Pelham, Alabama – The International Premium Cigar & Pipe Retailers Association strongly suggests that Pelham Mayor Don Murphy and the Alabaster City Council change their reading habits to include factually balanced materials when it comes to smoking bans and secondhand smoke.
That position was taken by the IPCPR when Mayor Murphy, who announced this week he is considering a citywide ban on smoking in public places, was quoted as saying "Everything I am reading (is) about how bad secondhand smoke is for everyone." At the same time, down the road, the Alabaster City Council is holding public hearings on a public smoking ban in its city.
"These people are either out of touch with reality or they are limited their reading to the extremely biased and falsely slanted materials provided by prohibitionists," said Chris McCalla, legislative director of the IPCPR, an association of some 2,000 tobacconists, largely small businesses engaged in the manufacturing and retailing of premium cigars, pipes, tobacco and related accoutrements.

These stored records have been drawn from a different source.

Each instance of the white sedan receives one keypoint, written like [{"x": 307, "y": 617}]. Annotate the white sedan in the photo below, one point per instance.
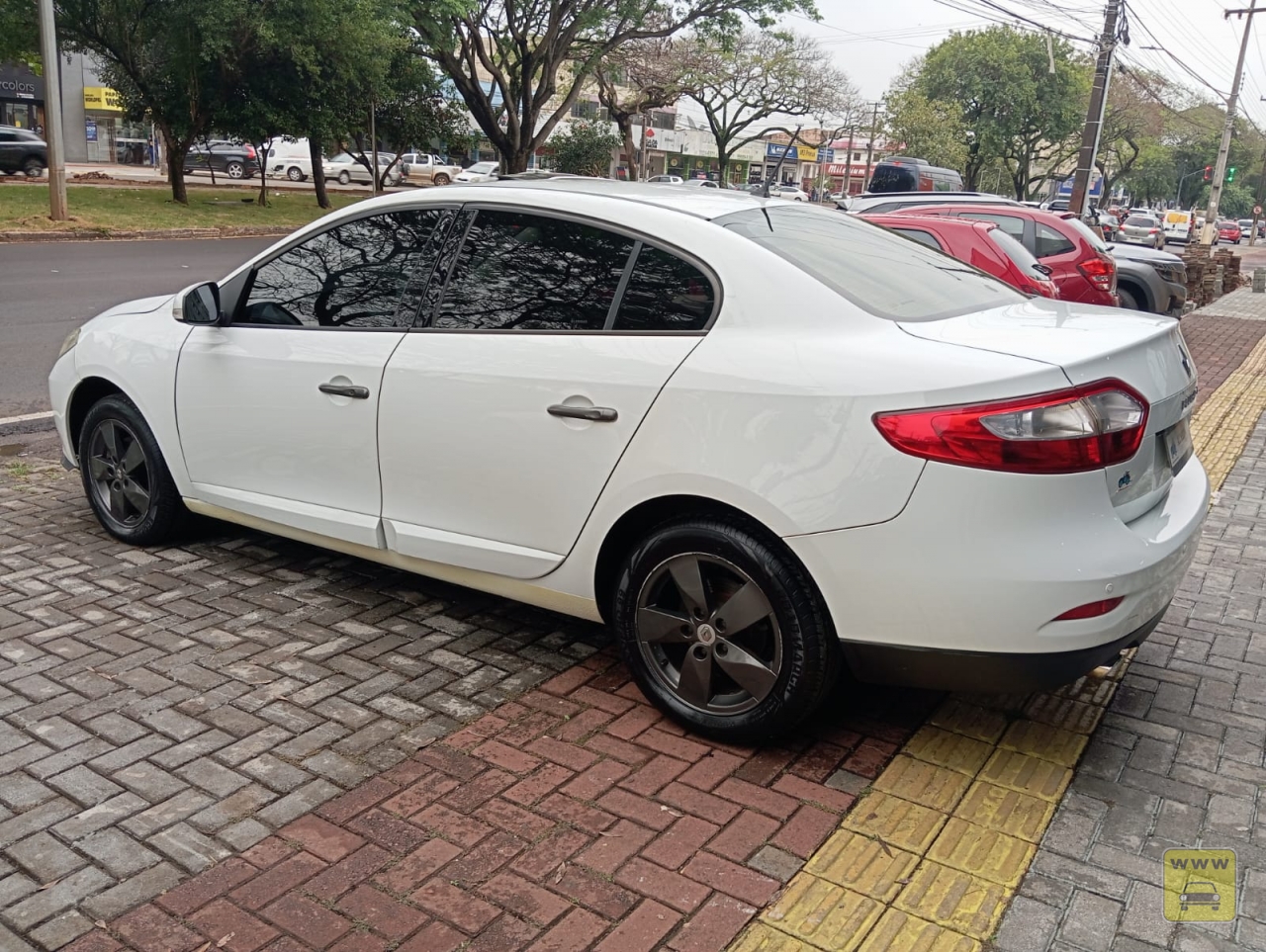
[{"x": 761, "y": 441}]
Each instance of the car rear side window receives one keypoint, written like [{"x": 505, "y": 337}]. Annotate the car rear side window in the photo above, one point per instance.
[
  {"x": 878, "y": 271},
  {"x": 355, "y": 275},
  {"x": 520, "y": 271}
]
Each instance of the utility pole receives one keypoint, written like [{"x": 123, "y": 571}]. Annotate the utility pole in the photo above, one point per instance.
[
  {"x": 870, "y": 145},
  {"x": 52, "y": 112},
  {"x": 1220, "y": 170},
  {"x": 1095, "y": 112}
]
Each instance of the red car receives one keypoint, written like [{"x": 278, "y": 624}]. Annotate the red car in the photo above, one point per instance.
[
  {"x": 1080, "y": 264},
  {"x": 982, "y": 244}
]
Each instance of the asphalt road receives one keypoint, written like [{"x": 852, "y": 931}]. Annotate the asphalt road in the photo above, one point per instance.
[{"x": 50, "y": 289}]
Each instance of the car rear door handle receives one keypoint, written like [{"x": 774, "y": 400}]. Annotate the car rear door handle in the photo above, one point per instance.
[
  {"x": 597, "y": 414},
  {"x": 352, "y": 390}
]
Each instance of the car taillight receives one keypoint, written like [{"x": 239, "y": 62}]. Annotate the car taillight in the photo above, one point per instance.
[
  {"x": 1070, "y": 431},
  {"x": 1099, "y": 271}
]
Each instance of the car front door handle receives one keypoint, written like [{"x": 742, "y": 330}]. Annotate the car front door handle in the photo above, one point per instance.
[
  {"x": 352, "y": 390},
  {"x": 597, "y": 414}
]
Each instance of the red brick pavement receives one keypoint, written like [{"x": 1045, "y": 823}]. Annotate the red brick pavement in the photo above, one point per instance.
[{"x": 573, "y": 818}]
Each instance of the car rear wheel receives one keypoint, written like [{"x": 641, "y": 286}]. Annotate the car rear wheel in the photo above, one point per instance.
[
  {"x": 722, "y": 631},
  {"x": 125, "y": 475}
]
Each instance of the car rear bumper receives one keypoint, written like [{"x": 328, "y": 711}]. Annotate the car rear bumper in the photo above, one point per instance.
[{"x": 979, "y": 564}]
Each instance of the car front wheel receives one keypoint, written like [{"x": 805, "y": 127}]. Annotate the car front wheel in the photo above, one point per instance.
[
  {"x": 125, "y": 475},
  {"x": 722, "y": 631}
]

McCalla said no studies exist that support the prohibitionists’ wild claims that secondhand smoke represents any health risks indoors, let alone outdoors.
"Sometimes lawmakers feel obliged to give the appearance that they are doing something to justify their existence when all they are doing is wasting everyone’s time on silly matters like this," said McCalla.
"Surveys show that legislated smoking bans ruin more businesses than they help," he said. "That’s why we are against any form of legislated smoking bans and urge civility and courtesy between smokers and non-smokers. This is nothing but ‘control creep,’ where prohibitionists grab a piece at a time at our rights to run our own lives."
McCalla cited regulations of OSHA – the Occupational Safety and Health Administration of the U.S. Department of Labor – that declared safe levels of secondhand smoke to be up to 25,000 times safer than air quality found in the average bar or restaurant.
"Many restaurant and bar owner already declare their premises as non-smoking and that’s just fine," McCalla said. "However, when their rights as property owners are usurped by petty legislation that is based on false information, it’s just not the way things should be. Whether you are a smoker or not, you should be against legislated smoking bans because the deprivation of this basic, inherent right is the first step down the slippery slope of loss of rights in other areas of our lives."
Yup, we see it all the time. People won’t support these kinds of rights issues because they don’t have a “dog in this fight” — yet. It happened to us when we failed to support the RYO-ers tax fight, and it’ll happen to non-smokers eventually as the “control creep” mentioned in this article spreads to all areas within our society.
I certainly won’t be voting for those “Control Creeps” in Alabaster.
Well, there you have it. I just don’t get it. What has happened to common sense in these situation’s and in our time’s in general. We’ve got to expose these anti-smoke group’s for what they really are. Nut’s!